Yuejian Zhu1 and Zoltan Toth1
Environmental Modeling Center, NCEP, NWS/NOAA
Washington DC 20233


It is the unusual and/or unexpected nature of extreme weather that makes these events significant to society. Extreme precipitation events, which are often associated with flooding or heavy winds, are of particular concern. For example, during the past three decades, the earthquake-prone states of California, Oregon and Washington combined have suffered as much loss of life due to floods as due to earthquakes, and the annually averaged levels of property loss are also comparable (Ralph 1999, personal communication). The effect of rare events like floods in forming the natural environment can also be catastrophic and much larger than the cumulative effect of near normal weather between the rare events. In section 2 of this paper we will first discuss different definitions of extreme weather events. Some general comments are given about the nature of these events in section 3. Issues related to forecasting extreme events (section 4) and their verification (section 5) are addressed next. The use of weather forecasts for extreme events are discussed in section 6, while a summary and discussion follow in section 7.


Extreme meteorological events can be defined based on various criteria. Here we will distinguish among three possible definitions, based on climatological, forecast, and user specific information.

2.1 Climatological extremes

The most commonly used definition of extreme weather is based on an event's climatologically expected distribution. An event is called extreme in this sense if it is from the tails of the climatological distribution, occurring, for example, only 5% or less of the time (Fig. 1)albapr_page2. The exact choice of the cut-off climatological probability value used in the definition is somewhat arbitrary. The term weather event is used here in a broad sense, standing for a particular meteorological variable at a specific time and place, or for a specific temporal/spatial combination of meteorological variable(s) (like spatially averaged precipitation accumulated over a period of time).

Extreme events, by definition, are rare. A simple example of extreme weather is when the temperature drops to a level which occurs less than 5% of the time, say below -20 C. Users/equipments/processes that are constantly exposed to outside temperatures and have to endure them must prepare for such events otherwise they necessarily sustain losses from time to time. Users/equipments/processes that are exposed to outside temperatures only for limited time periods, however, may not be prepared for such events because most of the time these events do not occur. Forecasts of extreme events may be especially valuable for such users since this allows them to either protect their activities (if this is not too expensive) or possibly reschedule them for times when no extreme weather is expected.

2.2 Forecast extremes

Forecast extremes are defined just as climatological extremes except that these events occur at or below a given forecast (and not climatological) probability level (Fig. 1). They represent extremes in a conditional climatological sense, conditioned on the given weather forecast (i. e., the initial state of the atmosphere, and the analysis and forecast methods).

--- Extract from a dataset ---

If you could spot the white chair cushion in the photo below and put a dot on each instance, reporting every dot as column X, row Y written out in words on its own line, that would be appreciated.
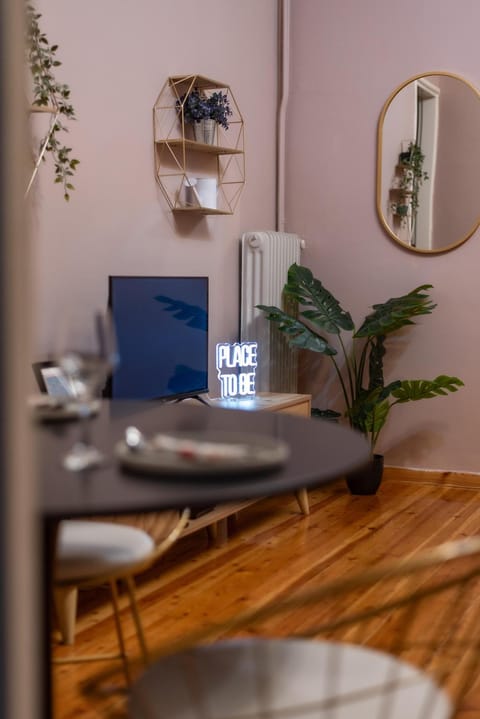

Forecast extremes may or may not represent climatologically extreme values. Consider, for example, a wintertime minimum temperature forecast that calls for above freezing temperatures with 98% probability in an area where the climatological frequency of freezing temperatures is high. This forecast is very informative to a user who needs to schedule a procedure that can be performed only at above freezing temperature. At its extreme, however, the forecast allows for the occurrence of below freezing temperature with 2% probability. This has to be recognized by the user and he/she has to be prepared to absorb any potential losses should this scenario realize, or he/she should refrain from performing the temperature sensitive procedure in question.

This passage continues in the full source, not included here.